This remains a difficult, choppy market, but several bullish factors seem to indicate the next leg will be up:
- the 20-day buy signal at about where the market closed on Friday (triggered the first trading day of the year when the market gapped higher at the open);
- the fact that this signal was triggered on a gap;
- modestly higher volume on up days than on down days;
- a preponderance of up days to down days (12 of the last 16 trading days closed higher);
- higher lows after the 105 bear trap in October (when the market gapped down at the open, made a new low below 107.5, then closed sharply higher for the day on strong volume - a key reversal day), then the 115 low around Thanksgiving and the most recent relative low at 120 around Christmas;
- flags formed high and tight in the upper end of the trading range and now above it;
- fundamental news is strong; the employment picture really seems to be turning around in the United States, whose economy is heavily dependent upon optimistic, employed workers (also known as customers).

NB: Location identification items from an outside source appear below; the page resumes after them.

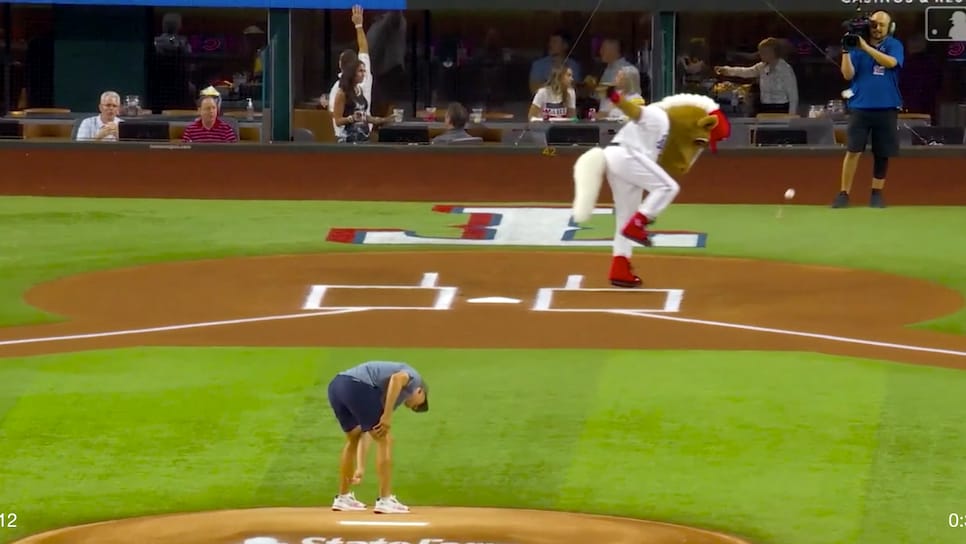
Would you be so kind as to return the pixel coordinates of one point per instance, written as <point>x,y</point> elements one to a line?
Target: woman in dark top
<point>350,107</point>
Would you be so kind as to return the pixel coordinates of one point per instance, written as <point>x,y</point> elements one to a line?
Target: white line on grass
<point>791,333</point>
<point>199,325</point>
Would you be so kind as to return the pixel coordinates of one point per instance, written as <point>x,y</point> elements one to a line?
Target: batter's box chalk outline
<point>444,295</point>
<point>544,301</point>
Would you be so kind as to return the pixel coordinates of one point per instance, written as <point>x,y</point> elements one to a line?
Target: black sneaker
<point>842,200</point>
<point>875,201</point>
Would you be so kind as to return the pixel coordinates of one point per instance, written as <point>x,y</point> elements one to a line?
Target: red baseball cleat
<point>622,273</point>
<point>636,229</point>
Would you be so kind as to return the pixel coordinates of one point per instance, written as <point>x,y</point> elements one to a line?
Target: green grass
<point>47,238</point>
<point>785,448</point>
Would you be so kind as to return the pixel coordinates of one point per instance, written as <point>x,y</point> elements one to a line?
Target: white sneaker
<point>390,505</point>
<point>347,503</point>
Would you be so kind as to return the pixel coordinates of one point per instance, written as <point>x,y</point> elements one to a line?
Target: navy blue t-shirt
<point>874,85</point>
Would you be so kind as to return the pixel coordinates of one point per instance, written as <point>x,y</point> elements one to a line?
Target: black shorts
<point>882,125</point>
<point>354,403</point>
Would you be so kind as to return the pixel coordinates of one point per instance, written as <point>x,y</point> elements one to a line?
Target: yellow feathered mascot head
<point>695,122</point>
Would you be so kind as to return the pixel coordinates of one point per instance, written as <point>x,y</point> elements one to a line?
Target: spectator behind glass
<point>456,116</point>
<point>350,106</point>
<point>208,128</point>
<point>612,56</point>
<point>347,56</point>
<point>542,68</point>
<point>778,86</point>
<point>102,127</point>
<point>557,98</point>
<point>628,82</point>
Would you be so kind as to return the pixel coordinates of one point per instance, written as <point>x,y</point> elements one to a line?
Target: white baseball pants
<point>629,176</point>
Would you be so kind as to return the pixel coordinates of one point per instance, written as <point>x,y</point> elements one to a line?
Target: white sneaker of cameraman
<point>390,505</point>
<point>347,503</point>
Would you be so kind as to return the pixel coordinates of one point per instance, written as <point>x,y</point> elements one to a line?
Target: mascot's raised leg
<point>589,173</point>
<point>627,199</point>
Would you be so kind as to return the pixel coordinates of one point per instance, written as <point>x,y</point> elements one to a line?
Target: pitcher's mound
<point>424,525</point>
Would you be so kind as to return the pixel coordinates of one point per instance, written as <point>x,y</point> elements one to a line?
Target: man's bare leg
<point>384,465</point>
<point>361,458</point>
<point>347,461</point>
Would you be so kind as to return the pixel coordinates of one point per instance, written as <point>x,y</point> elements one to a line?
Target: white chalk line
<point>385,523</point>
<point>199,325</point>
<point>787,332</point>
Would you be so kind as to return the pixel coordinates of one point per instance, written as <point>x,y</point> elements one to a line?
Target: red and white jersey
<point>646,136</point>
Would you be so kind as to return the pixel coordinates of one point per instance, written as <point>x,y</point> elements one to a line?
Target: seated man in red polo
<point>208,127</point>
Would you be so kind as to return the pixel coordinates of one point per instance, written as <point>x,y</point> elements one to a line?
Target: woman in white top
<point>778,87</point>
<point>557,99</point>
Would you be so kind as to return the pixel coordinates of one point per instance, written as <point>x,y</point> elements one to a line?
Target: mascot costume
<point>659,142</point>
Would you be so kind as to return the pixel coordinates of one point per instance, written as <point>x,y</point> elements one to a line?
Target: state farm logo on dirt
<point>340,540</point>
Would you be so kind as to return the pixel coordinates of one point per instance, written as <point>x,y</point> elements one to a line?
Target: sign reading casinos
<point>340,540</point>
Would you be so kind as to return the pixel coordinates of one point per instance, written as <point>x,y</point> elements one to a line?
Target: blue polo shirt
<point>874,85</point>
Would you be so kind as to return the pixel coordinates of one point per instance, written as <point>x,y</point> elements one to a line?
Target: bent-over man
<point>363,399</point>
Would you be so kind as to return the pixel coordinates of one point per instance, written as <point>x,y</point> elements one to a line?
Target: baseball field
<point>791,374</point>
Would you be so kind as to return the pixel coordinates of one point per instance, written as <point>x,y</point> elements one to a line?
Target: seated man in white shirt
<point>344,60</point>
<point>102,127</point>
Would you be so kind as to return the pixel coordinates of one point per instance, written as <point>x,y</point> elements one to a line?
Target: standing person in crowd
<point>874,102</point>
<point>347,56</point>
<point>350,107</point>
<point>778,86</point>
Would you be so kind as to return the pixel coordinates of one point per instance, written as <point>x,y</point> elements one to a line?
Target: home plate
<point>494,300</point>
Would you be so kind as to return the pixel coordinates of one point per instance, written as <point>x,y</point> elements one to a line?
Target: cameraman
<point>873,68</point>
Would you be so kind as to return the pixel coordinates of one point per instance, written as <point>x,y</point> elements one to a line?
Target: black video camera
<point>860,26</point>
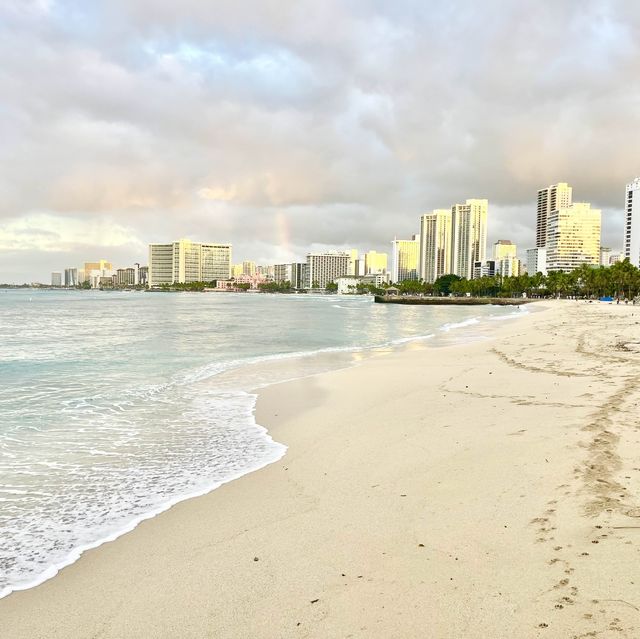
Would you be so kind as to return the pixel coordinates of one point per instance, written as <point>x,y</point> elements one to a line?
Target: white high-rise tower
<point>551,198</point>
<point>631,244</point>
<point>435,244</point>
<point>469,236</point>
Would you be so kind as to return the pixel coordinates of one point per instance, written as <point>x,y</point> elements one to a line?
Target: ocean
<point>116,405</point>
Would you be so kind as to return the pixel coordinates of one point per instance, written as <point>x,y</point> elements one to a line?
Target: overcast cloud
<point>281,125</point>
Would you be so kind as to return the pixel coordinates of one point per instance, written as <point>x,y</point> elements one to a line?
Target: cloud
<point>344,119</point>
<point>52,233</point>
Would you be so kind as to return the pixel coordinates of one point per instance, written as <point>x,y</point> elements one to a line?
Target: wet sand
<point>481,491</point>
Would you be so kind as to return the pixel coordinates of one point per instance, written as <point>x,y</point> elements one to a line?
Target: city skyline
<point>207,121</point>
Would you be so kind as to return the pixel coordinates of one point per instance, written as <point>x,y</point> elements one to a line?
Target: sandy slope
<point>482,491</point>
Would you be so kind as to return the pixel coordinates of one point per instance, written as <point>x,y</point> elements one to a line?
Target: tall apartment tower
<point>554,197</point>
<point>631,244</point>
<point>184,261</point>
<point>323,268</point>
<point>405,259</point>
<point>435,245</point>
<point>374,263</point>
<point>573,237</point>
<point>468,236</point>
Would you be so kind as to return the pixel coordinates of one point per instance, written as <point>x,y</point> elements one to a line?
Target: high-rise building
<point>405,259</point>
<point>298,274</point>
<point>324,268</point>
<point>185,261</point>
<point>125,277</point>
<point>282,273</point>
<point>248,268</point>
<point>631,244</point>
<point>468,236</point>
<point>374,263</point>
<point>102,266</point>
<point>573,237</point>
<point>550,199</point>
<point>71,277</point>
<point>435,245</point>
<point>504,248</point>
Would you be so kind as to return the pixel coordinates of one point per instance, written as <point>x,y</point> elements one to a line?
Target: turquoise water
<point>113,406</point>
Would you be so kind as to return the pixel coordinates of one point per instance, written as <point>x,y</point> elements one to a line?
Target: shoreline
<point>205,488</point>
<point>356,493</point>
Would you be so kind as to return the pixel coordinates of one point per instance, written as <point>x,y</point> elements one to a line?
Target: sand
<point>481,491</point>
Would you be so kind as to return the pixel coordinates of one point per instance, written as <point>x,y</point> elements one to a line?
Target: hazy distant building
<point>631,244</point>
<point>505,255</point>
<point>405,259</point>
<point>298,274</point>
<point>185,261</point>
<point>537,261</point>
<point>504,248</point>
<point>293,272</point>
<point>508,267</point>
<point>573,237</point>
<point>374,263</point>
<point>71,277</point>
<point>550,199</point>
<point>468,236</point>
<point>102,266</point>
<point>325,268</point>
<point>125,277</point>
<point>435,245</point>
<point>282,273</point>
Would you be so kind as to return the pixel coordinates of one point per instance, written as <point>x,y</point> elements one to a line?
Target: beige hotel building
<point>185,261</point>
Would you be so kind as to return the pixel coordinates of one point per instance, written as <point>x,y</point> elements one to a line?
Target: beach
<point>482,490</point>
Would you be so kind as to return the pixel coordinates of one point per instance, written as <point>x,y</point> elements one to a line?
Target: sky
<point>283,126</point>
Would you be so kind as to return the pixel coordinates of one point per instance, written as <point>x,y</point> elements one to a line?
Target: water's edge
<point>275,455</point>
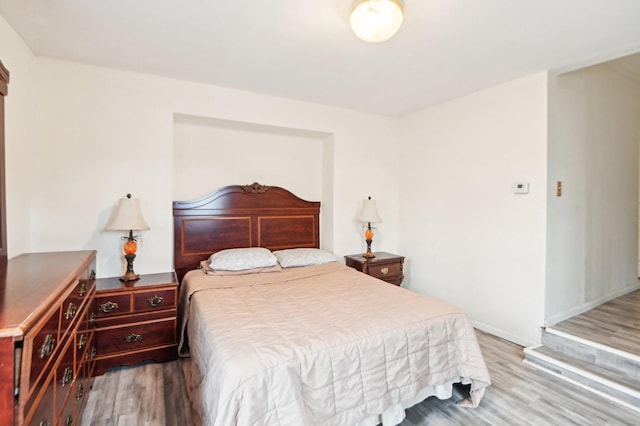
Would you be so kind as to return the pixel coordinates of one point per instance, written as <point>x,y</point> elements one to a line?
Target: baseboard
<point>556,318</point>
<point>586,342</point>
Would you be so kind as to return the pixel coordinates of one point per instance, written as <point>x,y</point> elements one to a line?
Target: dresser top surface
<point>31,283</point>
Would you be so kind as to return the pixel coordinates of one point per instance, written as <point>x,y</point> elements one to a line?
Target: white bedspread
<point>320,345</point>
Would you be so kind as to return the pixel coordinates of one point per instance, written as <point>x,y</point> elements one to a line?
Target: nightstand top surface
<point>148,280</point>
<point>380,256</point>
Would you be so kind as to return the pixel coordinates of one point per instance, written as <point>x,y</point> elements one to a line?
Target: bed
<point>320,344</point>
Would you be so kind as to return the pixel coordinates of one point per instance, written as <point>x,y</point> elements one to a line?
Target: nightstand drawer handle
<point>132,338</point>
<point>80,392</point>
<point>47,346</point>
<point>67,377</point>
<point>71,312</point>
<point>155,301</point>
<point>109,306</point>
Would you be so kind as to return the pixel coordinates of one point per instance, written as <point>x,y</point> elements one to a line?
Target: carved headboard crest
<point>255,188</point>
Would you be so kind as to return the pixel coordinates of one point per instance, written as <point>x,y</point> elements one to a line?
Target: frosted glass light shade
<point>128,216</point>
<point>375,21</point>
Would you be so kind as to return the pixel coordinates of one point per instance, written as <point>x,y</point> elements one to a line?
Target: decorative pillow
<point>204,265</point>
<point>242,259</point>
<point>303,257</point>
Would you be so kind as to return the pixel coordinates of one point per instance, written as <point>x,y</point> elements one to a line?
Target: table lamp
<point>369,215</point>
<point>128,217</point>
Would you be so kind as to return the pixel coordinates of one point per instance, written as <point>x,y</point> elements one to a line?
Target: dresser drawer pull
<point>83,341</point>
<point>80,392</point>
<point>47,346</point>
<point>109,307</point>
<point>132,338</point>
<point>155,301</point>
<point>71,311</point>
<point>91,354</point>
<point>67,376</point>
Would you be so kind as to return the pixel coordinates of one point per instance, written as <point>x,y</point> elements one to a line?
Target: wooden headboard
<point>242,216</point>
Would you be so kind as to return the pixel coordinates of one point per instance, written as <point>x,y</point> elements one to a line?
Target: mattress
<point>320,345</point>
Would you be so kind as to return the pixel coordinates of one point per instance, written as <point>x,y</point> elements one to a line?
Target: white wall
<point>102,133</point>
<point>469,240</point>
<point>210,153</point>
<point>593,226</point>
<point>19,105</point>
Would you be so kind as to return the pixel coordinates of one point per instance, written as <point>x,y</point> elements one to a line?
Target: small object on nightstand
<point>385,266</point>
<point>369,215</point>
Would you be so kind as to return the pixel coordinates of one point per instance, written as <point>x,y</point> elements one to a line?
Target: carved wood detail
<point>255,188</point>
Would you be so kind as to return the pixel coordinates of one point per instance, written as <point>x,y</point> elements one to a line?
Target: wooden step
<point>606,383</point>
<point>616,360</point>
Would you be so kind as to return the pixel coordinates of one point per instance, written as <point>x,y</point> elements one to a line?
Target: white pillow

As always some bearish factors give pause:
- the market stalled exactly where the rally failed in late October, so strong resistance is in place; if this resistance is broken decisively to the upside, the next area of strong resistance is at 135 or so, the highs of July;
- although up volume is higher than down volume, all volume since November has been below average; this could reflect normally light holiday volume, but it also means that moves made when most traders are away may have less meaning than moves made with solid market participation.
Next week will be a critical week as traders return to work, people have had more time to digest the jobs reports as well as trouble in Europe and tensions with Iran. There are already signs that a weak Europe is more interested in predictable flow of oil and lower relative oil prices than in punishing Iran for developing its nuclear program.
Bottom line: a cautious buy signal is in place after the 20-day high was hit. Expect sharp pullbacks and equally dramatic rallies as the market equilibrates. If you take the buy signal here and go long, the probability is high that the market will pull back, showing some red ink for a few days or weeks, so if you are highly regret averse, you can either:
1.) put in a buy stop just above the most recent high (128.38); if the market moves higher, it won't do so without you but of course you will get filled at a higher price than a market order today; if the market sells off, you can move down the buy stop or withdraw it altogether;
2.) buy at the market but put in a tight sell stop just below the most recent flag (at 125 or so); this will limit your losses if the market sells off (unless it gaps across your stop) but has a much higher probability of locking in this small loss (so only use this option if you are comfortable with the idea of taking many small losses offset by a few large gains).